The event now draws up to 120 vendors a week.
On May 17, the OB Farmer’s Market will celebrate its 25th anniversary with the giveaway of a free recyclable vegetables bag, as well as a proclamation from Councilmember Lori Zapf.
“We’ve had great success at the market,” Knox said. “We try to emphasize local vendors, whether it’s fresh produce, prepared foods or crafts. In fact, several popular vendors who got their start there have expanded into shops and businesses, including The Noon Design Shop, which has jewelry, cards and so on, and Mad Munch Grilled Cheezer Co., which has wonderful grilled cheese sandwiches.”
Perhaps the market’s signature element is its music, which can range from acoustic troubadours to full ensembles. Taking place between 4 to 7 p.m. right on the street at Bacon and Newport, this coveted gig features both local and national newcomers as well as established local heroes, with artists such as Joey Harris, Enter Blue Sky and Jeffrey Bloom having performed.
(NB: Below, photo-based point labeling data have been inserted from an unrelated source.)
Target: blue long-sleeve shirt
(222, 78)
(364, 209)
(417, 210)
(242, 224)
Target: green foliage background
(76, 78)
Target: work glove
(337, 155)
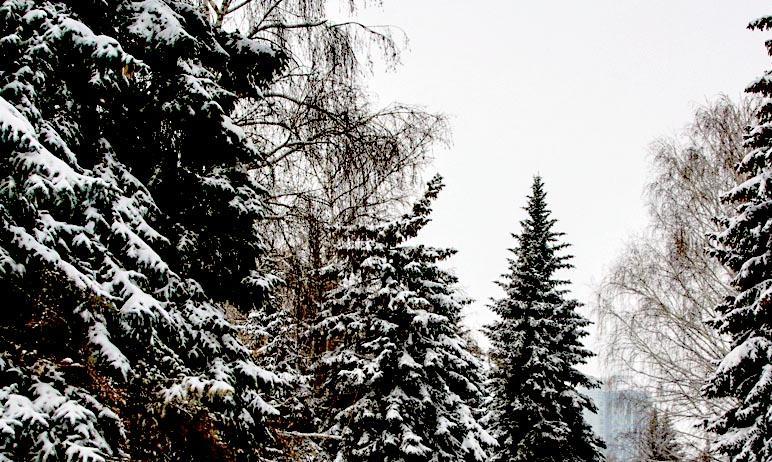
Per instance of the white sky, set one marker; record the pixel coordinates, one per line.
(573, 90)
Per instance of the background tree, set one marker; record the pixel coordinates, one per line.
(655, 300)
(658, 442)
(399, 380)
(537, 406)
(743, 245)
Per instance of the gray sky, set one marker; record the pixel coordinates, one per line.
(573, 90)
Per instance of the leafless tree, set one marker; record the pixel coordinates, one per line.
(657, 297)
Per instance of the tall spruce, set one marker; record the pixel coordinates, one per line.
(536, 406)
(126, 221)
(744, 245)
(400, 383)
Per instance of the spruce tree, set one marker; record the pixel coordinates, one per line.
(537, 406)
(658, 441)
(744, 245)
(127, 216)
(399, 381)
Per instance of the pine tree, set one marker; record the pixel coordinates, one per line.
(536, 407)
(658, 441)
(399, 381)
(744, 246)
(127, 216)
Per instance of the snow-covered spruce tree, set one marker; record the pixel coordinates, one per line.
(125, 207)
(744, 246)
(399, 382)
(536, 407)
(657, 441)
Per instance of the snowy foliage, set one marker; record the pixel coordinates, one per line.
(121, 183)
(745, 373)
(400, 382)
(537, 408)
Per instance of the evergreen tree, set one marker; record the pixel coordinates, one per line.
(536, 407)
(745, 246)
(399, 381)
(126, 216)
(658, 441)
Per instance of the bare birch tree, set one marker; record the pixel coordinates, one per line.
(655, 300)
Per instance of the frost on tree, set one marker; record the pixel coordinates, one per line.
(536, 410)
(745, 246)
(126, 219)
(401, 383)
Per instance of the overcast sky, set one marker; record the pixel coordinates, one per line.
(572, 90)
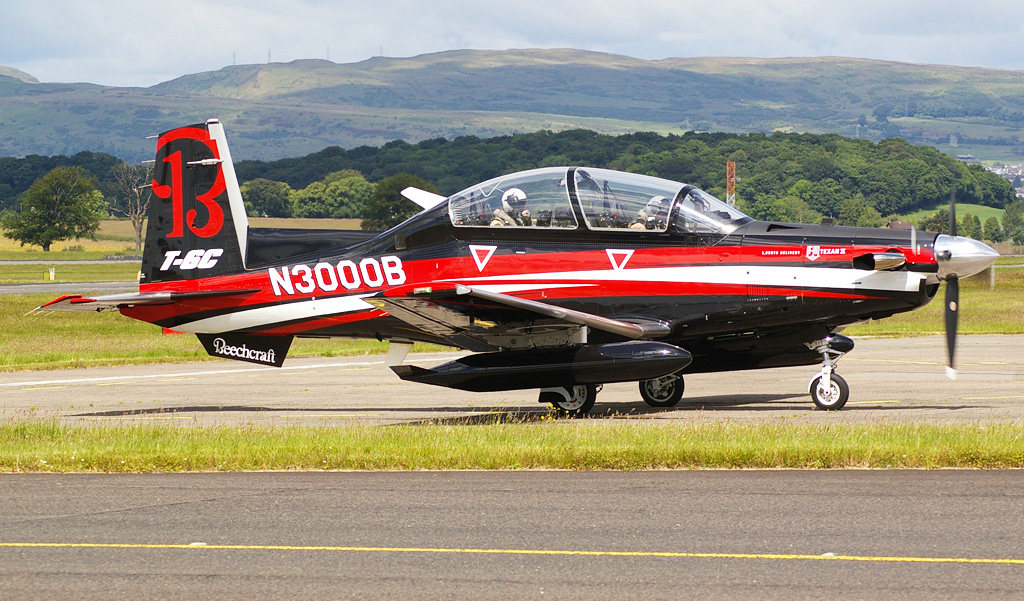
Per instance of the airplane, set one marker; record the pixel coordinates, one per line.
(559, 278)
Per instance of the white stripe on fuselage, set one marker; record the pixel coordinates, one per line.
(801, 277)
(263, 316)
(795, 277)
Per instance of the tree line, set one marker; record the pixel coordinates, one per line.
(782, 177)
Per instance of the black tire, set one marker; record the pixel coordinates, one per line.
(582, 398)
(664, 391)
(832, 398)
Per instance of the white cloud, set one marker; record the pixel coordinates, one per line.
(143, 42)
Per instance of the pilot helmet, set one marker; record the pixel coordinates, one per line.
(514, 201)
(656, 207)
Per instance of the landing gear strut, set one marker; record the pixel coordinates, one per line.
(828, 390)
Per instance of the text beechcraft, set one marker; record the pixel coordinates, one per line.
(556, 278)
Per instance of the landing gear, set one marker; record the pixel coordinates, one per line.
(664, 391)
(828, 390)
(829, 394)
(572, 400)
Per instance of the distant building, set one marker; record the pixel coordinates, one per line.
(898, 224)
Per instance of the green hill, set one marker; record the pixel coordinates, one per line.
(287, 110)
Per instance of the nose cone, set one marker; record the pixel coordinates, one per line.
(962, 256)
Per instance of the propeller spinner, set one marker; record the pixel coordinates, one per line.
(957, 257)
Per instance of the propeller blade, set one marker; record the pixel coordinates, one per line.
(952, 210)
(952, 312)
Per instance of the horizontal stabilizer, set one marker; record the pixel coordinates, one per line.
(113, 302)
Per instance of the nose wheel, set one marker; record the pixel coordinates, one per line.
(828, 390)
(664, 391)
(572, 401)
(830, 393)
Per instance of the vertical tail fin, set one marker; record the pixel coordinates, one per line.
(197, 222)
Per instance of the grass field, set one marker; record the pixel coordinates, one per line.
(61, 340)
(980, 211)
(117, 237)
(46, 446)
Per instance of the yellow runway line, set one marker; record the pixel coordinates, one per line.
(441, 550)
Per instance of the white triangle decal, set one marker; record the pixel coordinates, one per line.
(481, 255)
(619, 258)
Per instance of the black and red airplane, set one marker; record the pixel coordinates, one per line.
(556, 278)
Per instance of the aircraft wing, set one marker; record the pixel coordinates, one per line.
(113, 302)
(481, 320)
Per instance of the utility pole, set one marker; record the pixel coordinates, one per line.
(730, 182)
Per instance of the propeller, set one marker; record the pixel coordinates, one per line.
(952, 295)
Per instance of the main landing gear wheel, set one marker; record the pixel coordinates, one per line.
(664, 391)
(829, 394)
(572, 400)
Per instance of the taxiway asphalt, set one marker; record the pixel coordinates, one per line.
(696, 534)
(891, 380)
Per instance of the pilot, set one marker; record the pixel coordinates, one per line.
(513, 211)
(653, 215)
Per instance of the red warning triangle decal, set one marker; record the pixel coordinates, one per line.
(619, 258)
(481, 255)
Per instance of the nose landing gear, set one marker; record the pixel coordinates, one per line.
(828, 390)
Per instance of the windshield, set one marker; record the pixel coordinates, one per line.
(529, 199)
(698, 212)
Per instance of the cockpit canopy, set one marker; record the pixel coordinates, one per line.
(602, 200)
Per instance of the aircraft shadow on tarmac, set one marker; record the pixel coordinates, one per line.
(761, 402)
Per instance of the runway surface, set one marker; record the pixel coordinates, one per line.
(890, 381)
(782, 534)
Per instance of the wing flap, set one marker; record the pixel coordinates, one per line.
(457, 314)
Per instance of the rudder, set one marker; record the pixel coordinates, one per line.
(197, 223)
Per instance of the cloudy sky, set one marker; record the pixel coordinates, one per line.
(144, 42)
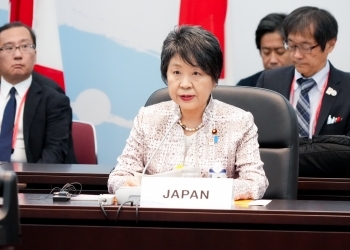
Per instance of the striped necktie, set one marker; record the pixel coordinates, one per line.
(7, 127)
(303, 105)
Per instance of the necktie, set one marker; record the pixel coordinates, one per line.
(7, 127)
(303, 105)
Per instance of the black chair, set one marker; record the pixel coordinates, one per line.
(277, 133)
(9, 212)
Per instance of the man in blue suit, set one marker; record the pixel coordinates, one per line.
(269, 39)
(41, 131)
(311, 34)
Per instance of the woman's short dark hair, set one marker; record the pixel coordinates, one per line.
(196, 46)
(311, 20)
(19, 24)
(269, 24)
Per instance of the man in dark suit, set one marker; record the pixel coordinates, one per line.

“In a way there had always been music at the market. There were the usual buskers and random street musicians, but music as a focus was first brought to the Farmer’s Market by Chuck Schiele in 2002,” Knox said.
Schiele ran it for nine years, before handing over duties to guitarist Michael Head, best known for his work with the band, The Country Rockin’ Rebels. Schiele considers music and this event to be synonymous.
“Ocean Beach is the most music-centric neighborhood that I know of,” Head said. “Now a lot of people go to the farmers market, pretty much for the music. Well, some go for the veggies. Both are good for you,” he laughed.
“It feels good to know that music has become such an important part of the farmers market,” Head commented. “We’re at the point now where national touring bands want to take part. Beyond being a great way to take care of some weekly shopping, it’s a great way to get your music heard by a potentially large crowd that appreciates it, a win-win for everybody.”
For Knox the appeal of the OB Farmers Market is obvious and multi-leveled. “The music really is fun,” she said. “But also it has a very local vibe, we’re very fortunate to have a location right at the beach,” Knox continued. “ I don’t think there are a lot of farmers markets where you can just stroll down to the water, watch the sunset and then go back and finish your shopping.”
Schiele notes the importance of community through this event. “The best thing about the OBFM is that while it looks like it’s about veggies and music, the locals see it as a way to get to know their neighbors,” he said. “We see it as our Wednesday get-together.”